A <key, value> mapping of features for this module.

Features

These protocol buffer definitions are available in:

  • Python: from programl.proto import *

  • C++: #include "programl/third_party/tesnroflow/features.pb.h"

struct Feature

Containers for non-sequential data.

Public Members

oneof kind   = {     BytesList bytes_list = 1

Each feature can be exactly one kind.

struct FeatureList

Containers for sequential data.

A FeatureList contains lists of Features. These may hold zero or more Feature values.

FeatureLists are organized into categories by name. The FeatureLists message contains the mapping from name to FeatureList.

Public Members

repeated Feature feature   = 1

A list of Feature messages.

struct FeatureLists

Public Members

map<string, FeatureList> feature_list = 1

Map from feature name to feature list.

struct BytesList

Containers to hold repeated fundamental values.

Public Members

repeated bytes value   = 1

Features data.

struct Features

Public Members

map<string, Feature> feature = 1

Map from feature name to feature.

struct Features

Public Members

map<string, Feature> feature = 1

Map from feature name to feature.

Util

These protocol buffer definitions are available in:

  • Python: from programl.proto import *

  • C++: #include "programl/proto/util.pb.h"

struct ProgramGraphOptions

Options used to generate a program graph.

Public Members

bool strict = 3

If set, the program graph builder will reject graphs where:

  1. A module contains no nodes.

  2. A function contains no nodes.

  3. A node is unnconnected.

bool instructions_only = 1

Generate only nodes for instructions.

bool ignore_call_returns = 2

Omit return call edges from call sites.

int32 opt_level = 4

The optimization level when generating an IR from a source file.

string ir_path = 10

The path of an IR to read.

struct ProgramGraphList

A list of program graphs.

Public Members

Features context = 1

A <key, value> mapping of features for this ProgramGraph list.
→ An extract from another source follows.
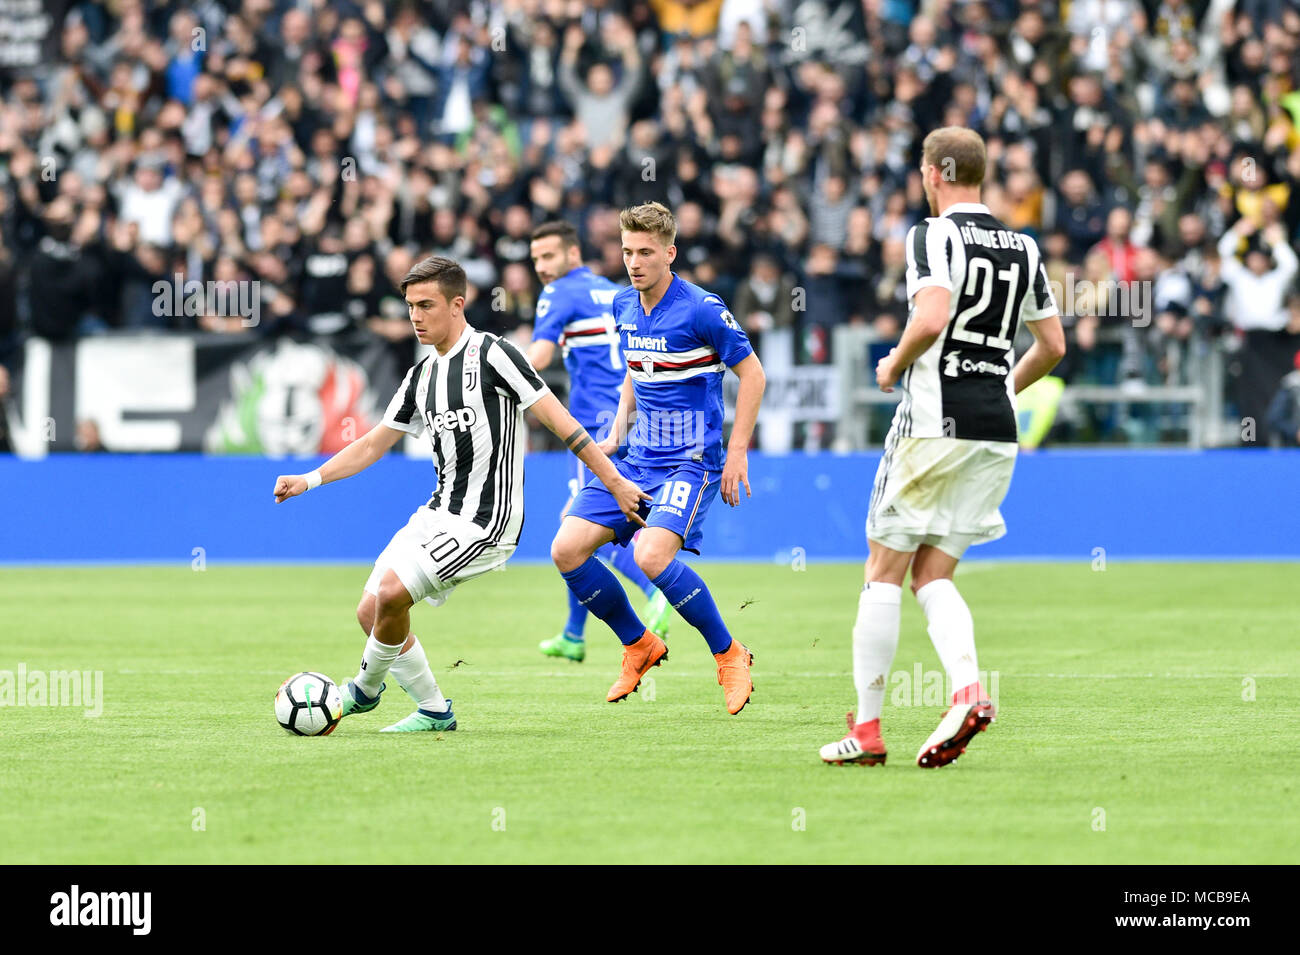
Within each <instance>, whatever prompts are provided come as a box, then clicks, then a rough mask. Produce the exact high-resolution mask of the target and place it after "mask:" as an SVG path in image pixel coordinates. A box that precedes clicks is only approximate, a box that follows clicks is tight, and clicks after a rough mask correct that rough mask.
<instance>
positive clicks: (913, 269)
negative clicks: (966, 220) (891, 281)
mask: <svg viewBox="0 0 1300 955" xmlns="http://www.w3.org/2000/svg"><path fill="white" fill-rule="evenodd" d="M954 234H956V230H954V229H953V223H952V221H950V220H946V218H924V220H922V221H920V222H918V223H917V225H914V226H913V227H911V229H910V230H909V233H907V298H909V299H910V298H911V296H914V295H915V294H917V292H918V291H920V290H922V288H924V287H926V286H932V285H933V286H939V287H940V288H946V290H948V291H952V290H953V277H952V268H950V262H949V255H950V252H949V244H950V240H952V239H953V235H954ZM958 240H959V236H958Z"/></svg>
repeated ProgramGraph graph   = 2

A list of ProgramGraph messages.

struct ProgramGraphFeatures

Features describing a program.

Public Members

FeatureLists node_features = 1

A list of features corresponding a ProgramGraph’s list of Node messages.

FeatureLists edge_features = 2

A list of features corresponding a ProgramGraph’s list of Edge messages.
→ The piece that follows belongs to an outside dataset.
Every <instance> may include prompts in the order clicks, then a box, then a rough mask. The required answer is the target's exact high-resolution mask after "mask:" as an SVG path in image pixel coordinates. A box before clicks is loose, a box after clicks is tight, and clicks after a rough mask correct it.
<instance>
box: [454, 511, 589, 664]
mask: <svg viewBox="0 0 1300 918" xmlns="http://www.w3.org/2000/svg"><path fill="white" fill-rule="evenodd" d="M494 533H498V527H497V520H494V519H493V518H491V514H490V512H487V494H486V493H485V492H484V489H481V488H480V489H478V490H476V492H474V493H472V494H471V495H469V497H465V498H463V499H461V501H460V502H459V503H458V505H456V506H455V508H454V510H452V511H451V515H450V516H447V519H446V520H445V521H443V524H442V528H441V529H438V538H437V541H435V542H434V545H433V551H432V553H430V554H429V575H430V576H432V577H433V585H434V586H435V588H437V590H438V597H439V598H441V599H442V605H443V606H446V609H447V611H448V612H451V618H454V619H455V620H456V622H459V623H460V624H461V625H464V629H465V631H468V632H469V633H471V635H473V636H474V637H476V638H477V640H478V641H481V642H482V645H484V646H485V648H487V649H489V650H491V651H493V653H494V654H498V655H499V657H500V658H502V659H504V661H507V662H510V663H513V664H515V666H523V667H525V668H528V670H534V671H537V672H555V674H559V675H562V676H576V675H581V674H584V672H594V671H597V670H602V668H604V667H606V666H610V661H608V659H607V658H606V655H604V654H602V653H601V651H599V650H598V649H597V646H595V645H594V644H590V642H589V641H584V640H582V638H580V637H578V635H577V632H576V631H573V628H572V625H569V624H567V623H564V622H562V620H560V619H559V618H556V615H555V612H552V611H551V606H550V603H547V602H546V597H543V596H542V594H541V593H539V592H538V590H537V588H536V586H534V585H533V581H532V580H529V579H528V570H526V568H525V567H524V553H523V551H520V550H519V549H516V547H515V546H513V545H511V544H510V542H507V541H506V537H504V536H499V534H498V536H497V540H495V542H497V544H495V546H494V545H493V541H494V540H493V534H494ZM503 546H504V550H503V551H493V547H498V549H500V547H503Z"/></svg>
FeatureLists function_features = 3

A list of features corresponding a ProgramGraph’s list of Function messages.

FeatureLists module_features = 4

A list of features corresponding a ProgramGraph’s list of Module messages.

Features features = 5

A set of graph-level features.

struct ProgramGraphFeaturesList

A list of program graphs.

Public Members

Features context = 1

A <key, value> mapping of features for this ProgramGraphFeatures list.
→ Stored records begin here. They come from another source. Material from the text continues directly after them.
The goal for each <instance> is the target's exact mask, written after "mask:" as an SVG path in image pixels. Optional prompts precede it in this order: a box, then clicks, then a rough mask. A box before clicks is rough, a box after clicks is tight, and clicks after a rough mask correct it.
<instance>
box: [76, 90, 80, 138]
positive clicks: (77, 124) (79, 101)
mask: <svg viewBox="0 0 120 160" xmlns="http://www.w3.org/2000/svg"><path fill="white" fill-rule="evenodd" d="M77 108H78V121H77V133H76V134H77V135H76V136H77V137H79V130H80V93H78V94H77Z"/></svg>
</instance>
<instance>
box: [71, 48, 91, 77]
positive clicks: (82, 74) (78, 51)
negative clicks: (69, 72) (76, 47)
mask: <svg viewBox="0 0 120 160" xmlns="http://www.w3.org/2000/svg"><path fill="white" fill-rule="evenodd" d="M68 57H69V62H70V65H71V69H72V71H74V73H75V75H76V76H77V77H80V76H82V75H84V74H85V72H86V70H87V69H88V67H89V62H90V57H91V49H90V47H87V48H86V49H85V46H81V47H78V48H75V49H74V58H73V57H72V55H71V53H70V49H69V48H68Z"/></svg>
repeated ProgramGraphFeatures graph   = 2

A list of ProgramGraphFeatures messages.

struct Ir

A compiler intermediate representation.

Public Types

enum Type

The type of IR.

Values:

enumerator UNKNOWN
enumerator LLVM
enumerator XLA_HLO

Public Members

Type type = 1

The type of IR.

int64 compiler_version = 2

The compiler version, as a single integer.

Major + minor versions should be converted to this single number, e.g. 6.0.0 -> 600.

string cmd = 3

The command that was used to produce this IR.

string text = 4

The text of the IR.

struct IrList

A list of compiler IRs.

Public Members

repeated Ir ir   = 1

A list of Ir messages.

struct SourceFile

A source file.

Public Types

enum Language

The source programming language.

Values:

enumerator UNKNOWN
enumerator C
enumerator CXX
enumerator OPENCL
enumerator SWIFT
enumerator HASKELL
enumerator FORTRAN

Public Members

Language language = 2

The source programming language.

string relpath = 1

The relative path of the file.

string text = 3

The text of the file.

struct Repo

A repository of source files.

Public Members

string url = 1

The URL of the repository.

string sha1 = 2

The sha1 of the repository’s HEAD commit.

int64 created_ms_timestamp = 3

The timestamp that this repository was created.

struct NodeIndexList

A node map is used to translate node indices between ProgramGraph instances.

Public Members

repeated int32 node   = 1

The keys are node indices in the old graph representation, the values are node inidices in the new graph representation.